Along with the power of the company’s technological infrastructure, the value of its service hinges on a deep understanding of the perpetrators of malevolent cyber activity.

“To identify the bad actors in these scenarios takes knowledge of behavioral psychology,” Paulo Shakarian says. “All this hacking isn’t done by the technology itself, it’s done by people. Jana’s training as an anthropologist and sociologist comes into play in multiple aspects of what [CYR3CON] does. She knows what to focus on amid everything that’s going on out there in the hacker ecosystem.”

It’s not a matter of merely knowing what’s being talked about on the dark web.

“I don’t think you can do a good job predicting human behavior unless you have good socially rooted intuitions about what people are doing,” he says. “It’s knowing what the reputations of the people are and what their social connections look like that helps us create better algorithms to identify potential threats.”

The methodology on which the Shakarians’ enterprise is being built has been evaluated and validated by three peer-reviewed studies and has earned multiple provisional patents for ASU based on inventions by the Shakarians and various students. CYR3CON now licenses those inventions.

Business skills, more research will drive startup forward

The Shakarians have brought on experts to handle their startup’s financial, business development and customer support operations. They’re starting to bring on the company’s first customers, which range from mid-market businesses to large Fortune 500 companies.

“This will enable us to learn how our technology can be best integrated into existing operational business cybersecurity environments,” Paulo Shakarian says. “After we learn those lessons, we will expand through the use of channel partners that will resell the technology.”

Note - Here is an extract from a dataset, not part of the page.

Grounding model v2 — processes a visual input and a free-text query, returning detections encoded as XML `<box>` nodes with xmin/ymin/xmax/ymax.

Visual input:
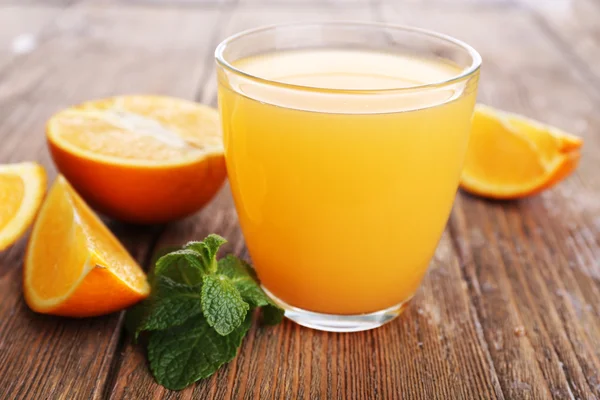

CYR3CON has already established contractual relationships with multiple partners that provide complementary cybersecurity products and services.

Research aimed at improving the company’s operations and capabilities will continue. The Shakarians expect to tap into the skills of those working in Fulton Schools labs — including graduate and undergraduate students.

“Machine learning, artificial intelligence and cybersecurity are a big focus of what we teach here,” Paulo Shakarian says, “so we have an array of expertise and a large pool of talent to draw from.”